Fazer para se encaixar nos padrões impostos

Simone explica que o padrão de beleza atual se baseia em traços mais marcados no rosto, como a mandíbula, por exemplo, e os lábios mais volumosos. Com isso, muitas pessoas acabam fazendo a Harmonização Facial para tentar chegar a esse formato, sem saber se seu rosto combina com esses traços. “Nesses casos, o resultado pode acabar frustrando as expectativas e ela pode até mesmo acabar perdendo suas características naturais”.

Ela frisa que a Harmonização Facial não é como uma receita de bolo, que serve para todo mundo da mesma forma. “Cada rosto tem seu formato e, por isso, o procedimento deve, não só levar isso em consideração, mas como base”.

Não cuidar da pele depois

Simone explica que não adianta tentar rejuvenescer a pele com procedimentos estéticos pontuais e não continuar cuidando. “O procedimento é muito importante, mas ele deve ser mantido por meio desses cuidados diários e de outros tratamentos, que vão ajudar na saúde da pele e, consequentemente, na prevenção do envelhecimento”.

Segundo a especialista, a harmonização facial não trata manchas, não estimula colágeno, não melhora qualidade e textura da pele e não tem efeito lifting. “Portanto, é preciso continuar cuidando da pele e associar outros tratamentos para cuidar desses aspectos da saúde”.

Não pesquisar sobre o profissional antes de fazer

Apenas médicos devem fazer a harmonização, pois eles são treinados para saber proceder em caso de alguma intercorrência. “Todo procedimento, mesmo que minimamente invasivo, apresenta riscos e por isso é importante realizá-lo com um médico, que é capaz de identificar, fazer o diagnóstico e resolver qualquer problema em decorrência do procedimento, que possa vir a acontecer”.

Fazer o procedimento com profissionais com pouca experiência

O problema de fazer com profissionais pouco experientes é que a falta de prática pode fazer com que o resultado não seja o esperado, pois a prática leva ao aprimoramento. “Então, quanto maior a experiência, provavelmente, melhores serão os resultados”.

Não utilizar produtos temporários, como o ácido hialurônico

Existem alguns produtos que podem ser utilizados para preenchimentos no tratamento da harmonização facial. “O mais seguro e recomendado é que se utilize o Ácido Hialurônico, pois é temporário, ou seja, aos poucos ela é reabsorvida pelo organismo.

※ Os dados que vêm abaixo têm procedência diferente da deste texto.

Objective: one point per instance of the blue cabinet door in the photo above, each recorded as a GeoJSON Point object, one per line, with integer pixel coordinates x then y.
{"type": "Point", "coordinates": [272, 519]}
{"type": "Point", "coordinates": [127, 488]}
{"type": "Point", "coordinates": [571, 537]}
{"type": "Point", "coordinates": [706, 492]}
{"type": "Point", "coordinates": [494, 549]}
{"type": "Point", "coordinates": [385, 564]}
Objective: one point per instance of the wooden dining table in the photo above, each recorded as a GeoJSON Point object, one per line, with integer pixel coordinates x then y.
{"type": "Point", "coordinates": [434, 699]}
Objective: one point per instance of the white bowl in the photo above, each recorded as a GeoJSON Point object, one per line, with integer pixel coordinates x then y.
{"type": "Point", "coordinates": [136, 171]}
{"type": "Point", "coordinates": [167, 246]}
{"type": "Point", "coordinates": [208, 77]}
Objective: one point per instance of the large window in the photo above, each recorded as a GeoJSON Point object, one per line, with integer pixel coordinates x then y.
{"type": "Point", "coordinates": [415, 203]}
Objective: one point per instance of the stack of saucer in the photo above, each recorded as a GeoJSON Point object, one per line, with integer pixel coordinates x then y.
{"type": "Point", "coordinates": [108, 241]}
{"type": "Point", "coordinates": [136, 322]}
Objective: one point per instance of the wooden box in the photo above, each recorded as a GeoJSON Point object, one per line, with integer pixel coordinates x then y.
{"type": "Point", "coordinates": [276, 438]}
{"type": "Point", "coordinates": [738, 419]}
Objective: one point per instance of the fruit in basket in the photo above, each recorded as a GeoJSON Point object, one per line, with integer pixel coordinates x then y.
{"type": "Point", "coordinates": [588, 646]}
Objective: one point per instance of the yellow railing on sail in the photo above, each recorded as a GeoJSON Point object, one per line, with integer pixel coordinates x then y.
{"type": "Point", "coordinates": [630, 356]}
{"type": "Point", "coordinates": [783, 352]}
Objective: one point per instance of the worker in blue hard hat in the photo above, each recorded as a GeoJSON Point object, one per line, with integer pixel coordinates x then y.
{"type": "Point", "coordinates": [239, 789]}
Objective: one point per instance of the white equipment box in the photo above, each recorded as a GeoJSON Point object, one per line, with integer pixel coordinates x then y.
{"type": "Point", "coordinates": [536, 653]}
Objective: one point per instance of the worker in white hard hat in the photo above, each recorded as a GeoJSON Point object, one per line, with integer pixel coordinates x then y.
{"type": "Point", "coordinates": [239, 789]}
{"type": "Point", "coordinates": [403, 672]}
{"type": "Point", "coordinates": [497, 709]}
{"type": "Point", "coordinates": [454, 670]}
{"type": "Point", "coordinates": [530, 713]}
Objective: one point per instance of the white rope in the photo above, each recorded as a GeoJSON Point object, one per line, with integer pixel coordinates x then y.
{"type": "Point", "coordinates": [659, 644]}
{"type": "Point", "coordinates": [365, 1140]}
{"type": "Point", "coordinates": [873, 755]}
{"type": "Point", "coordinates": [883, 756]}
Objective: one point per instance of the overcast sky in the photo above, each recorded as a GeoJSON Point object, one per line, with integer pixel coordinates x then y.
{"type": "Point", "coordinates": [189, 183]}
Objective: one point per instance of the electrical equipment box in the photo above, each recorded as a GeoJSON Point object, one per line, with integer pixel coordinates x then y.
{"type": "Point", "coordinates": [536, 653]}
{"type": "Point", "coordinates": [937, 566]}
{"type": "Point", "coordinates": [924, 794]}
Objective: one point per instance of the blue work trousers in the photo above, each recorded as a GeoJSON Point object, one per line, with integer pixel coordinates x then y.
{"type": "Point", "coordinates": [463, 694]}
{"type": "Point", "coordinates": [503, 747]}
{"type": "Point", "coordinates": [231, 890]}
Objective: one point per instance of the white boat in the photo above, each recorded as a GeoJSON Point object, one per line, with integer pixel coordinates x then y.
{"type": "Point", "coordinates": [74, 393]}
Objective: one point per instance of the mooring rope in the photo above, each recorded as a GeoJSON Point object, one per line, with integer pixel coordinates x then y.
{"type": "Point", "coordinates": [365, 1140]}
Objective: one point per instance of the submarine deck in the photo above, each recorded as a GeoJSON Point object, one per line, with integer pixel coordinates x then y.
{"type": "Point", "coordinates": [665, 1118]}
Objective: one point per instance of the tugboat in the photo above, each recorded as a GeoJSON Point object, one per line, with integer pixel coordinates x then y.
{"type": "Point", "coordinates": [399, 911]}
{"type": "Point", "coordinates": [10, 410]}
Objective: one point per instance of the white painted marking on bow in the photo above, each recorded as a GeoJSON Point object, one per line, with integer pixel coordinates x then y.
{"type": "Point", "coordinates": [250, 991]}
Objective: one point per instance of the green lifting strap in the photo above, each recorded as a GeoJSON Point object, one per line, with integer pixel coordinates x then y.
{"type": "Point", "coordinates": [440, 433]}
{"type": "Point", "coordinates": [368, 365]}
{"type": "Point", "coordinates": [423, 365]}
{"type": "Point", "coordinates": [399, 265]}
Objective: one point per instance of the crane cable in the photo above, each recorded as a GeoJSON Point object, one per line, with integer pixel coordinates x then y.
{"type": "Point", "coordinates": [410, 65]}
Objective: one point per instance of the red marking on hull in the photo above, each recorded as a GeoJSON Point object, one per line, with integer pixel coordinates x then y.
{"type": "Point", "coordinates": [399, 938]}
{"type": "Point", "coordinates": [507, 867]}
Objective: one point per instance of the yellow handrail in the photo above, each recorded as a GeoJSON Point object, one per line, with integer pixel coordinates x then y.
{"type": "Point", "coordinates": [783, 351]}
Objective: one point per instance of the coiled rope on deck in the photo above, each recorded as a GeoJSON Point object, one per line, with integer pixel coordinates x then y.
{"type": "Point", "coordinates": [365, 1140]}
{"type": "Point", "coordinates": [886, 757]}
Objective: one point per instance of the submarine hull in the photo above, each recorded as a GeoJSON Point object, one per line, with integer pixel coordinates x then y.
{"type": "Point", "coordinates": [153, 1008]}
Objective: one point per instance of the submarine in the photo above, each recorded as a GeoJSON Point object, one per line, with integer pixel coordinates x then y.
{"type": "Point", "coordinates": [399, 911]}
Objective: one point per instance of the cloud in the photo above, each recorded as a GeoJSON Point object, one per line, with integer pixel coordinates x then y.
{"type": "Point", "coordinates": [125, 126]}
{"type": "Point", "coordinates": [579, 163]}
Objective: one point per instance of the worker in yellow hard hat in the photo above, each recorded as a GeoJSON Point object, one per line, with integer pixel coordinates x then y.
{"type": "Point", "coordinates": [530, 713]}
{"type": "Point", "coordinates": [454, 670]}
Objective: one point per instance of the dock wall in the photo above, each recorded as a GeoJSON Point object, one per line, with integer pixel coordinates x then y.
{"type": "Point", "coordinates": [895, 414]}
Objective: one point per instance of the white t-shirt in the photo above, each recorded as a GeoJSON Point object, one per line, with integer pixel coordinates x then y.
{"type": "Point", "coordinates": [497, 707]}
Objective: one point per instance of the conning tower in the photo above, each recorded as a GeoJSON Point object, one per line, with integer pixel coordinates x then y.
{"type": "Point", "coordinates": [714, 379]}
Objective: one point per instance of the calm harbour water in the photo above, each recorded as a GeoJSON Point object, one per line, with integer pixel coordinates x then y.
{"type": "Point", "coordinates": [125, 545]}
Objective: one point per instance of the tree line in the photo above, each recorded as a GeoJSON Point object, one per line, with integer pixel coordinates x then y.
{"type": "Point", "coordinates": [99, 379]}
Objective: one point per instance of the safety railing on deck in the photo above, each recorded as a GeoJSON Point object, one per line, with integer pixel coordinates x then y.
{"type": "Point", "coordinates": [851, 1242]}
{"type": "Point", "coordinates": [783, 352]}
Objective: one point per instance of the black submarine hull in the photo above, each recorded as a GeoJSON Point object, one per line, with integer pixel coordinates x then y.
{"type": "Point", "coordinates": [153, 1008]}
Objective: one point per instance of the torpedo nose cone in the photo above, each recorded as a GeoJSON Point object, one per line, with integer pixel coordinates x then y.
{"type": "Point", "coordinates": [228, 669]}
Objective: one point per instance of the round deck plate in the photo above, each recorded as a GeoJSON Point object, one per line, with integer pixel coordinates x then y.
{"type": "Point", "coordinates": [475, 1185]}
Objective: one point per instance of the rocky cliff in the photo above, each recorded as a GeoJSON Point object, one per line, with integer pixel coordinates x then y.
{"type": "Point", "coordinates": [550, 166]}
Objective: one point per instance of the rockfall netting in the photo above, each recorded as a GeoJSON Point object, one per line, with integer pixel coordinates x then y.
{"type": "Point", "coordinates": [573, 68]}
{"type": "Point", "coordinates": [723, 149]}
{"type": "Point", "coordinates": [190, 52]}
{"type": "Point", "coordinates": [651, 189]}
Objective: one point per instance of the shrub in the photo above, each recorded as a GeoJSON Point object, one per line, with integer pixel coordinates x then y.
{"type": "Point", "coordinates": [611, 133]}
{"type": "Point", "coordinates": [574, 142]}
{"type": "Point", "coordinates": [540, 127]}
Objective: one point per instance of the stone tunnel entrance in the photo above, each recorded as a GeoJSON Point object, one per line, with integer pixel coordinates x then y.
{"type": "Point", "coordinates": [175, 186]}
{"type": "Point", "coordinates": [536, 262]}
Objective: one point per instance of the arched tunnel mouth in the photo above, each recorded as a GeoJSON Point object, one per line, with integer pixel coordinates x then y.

Ao contrário do PMMA, que também pode ser utilizado, mas não é absorvido e, portanto, o procedimento não pode ser revertido. Além disso, o Ácido Hialurônico é uma substância presente no nosso organismo, sendo biocompatível e, por isso, apresenta menos risco”.

Usar muito produto ou volumizar demais

A harmonização facial se popularizou muito nos últimos tempos e com isso muitos profissionais de outras áreas começaram a realizar os procedimentos. “Alguns acreditam que os procedimentos se baseiam apenas em preencher os sulcos do rosto, mas os estudos mostram que não é necessário volumizar tanto para ter um bom resultado. Quando há muita flacidez, o melhor tratamento é associação, ou seja, um uso combinado de procedimentos, como: Lasers, Bioestimuladores de Colágeno e Preenchimento em alguns pontos específicos”.

Esse exagero na quantidade de produtos traz como efeito o chamado “Pillow Face”, que é o rosto inchado e o aspecto artificial. “Além disso, a grande quantidade de produto injetado aumenta os riscos de infecção e outras complicações. O ideal é que o profissional utilize no máximo 4 ou 5 seringas por sessão e que o tratamento total utilize, no máximo, 16 seringas”.